Çünkü federasyon zemininde yapılan görüşmelerin tarihe karıştığını onlar da görüyor.
Federasyon denen şey nedir? KKTC’yi ortadan kaldırıp Rumlarla yeni bir devlet kurma anlamına geliyor.
Bizden devletimizi yıkmamızı ve ortak bir devlet kurmamızı istiyorlar.
Kendi kurduğumuz devleti kendi elimizle yıkma gafletine hiçbir siyasal iktidar düşemez.
Ancak KKTC’ye daha en başından beri inanmayan, “sahte devlet” diye küçümseyen bir grup da ne yazık ki ülkemizde oldukça güçlü bir şekilde boy gösteriyor.

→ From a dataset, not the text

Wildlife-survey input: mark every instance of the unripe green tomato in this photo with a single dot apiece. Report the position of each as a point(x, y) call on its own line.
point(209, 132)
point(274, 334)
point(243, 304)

Bu devletin her makamına gelip, her imkanından faydalanan, ondan sonra da KKTC’ye “Sahte devlet” diyen bu kesime söyleyecek bir söz bulmak zor.
Ancak her ne olursa olsun KKTC’nin varlığı uluslararası camiada yavaş da olsa kabul ediliyor.
Verilen siyasi mücadelenin ilk sonuçlarını Türk Devletler Teşkilatı’na gözlemci üye statüsüyle aldık. Ancak bu mücadele henüz bitmedi tam aksine yeni başlıyor.
Uzun solukluk olacak bu yürüyüşte başarılı olabilmek için KKTC’nin varlığına önce iktidarıyla muhalefetiyle biz inanmalıyız.
Aksi halde müzakere masalarında yarım asırdan bu yana yaptıkları gibi yine bizimle oyuncak gibi oynamaya devam ederler. Bizden söylemesi…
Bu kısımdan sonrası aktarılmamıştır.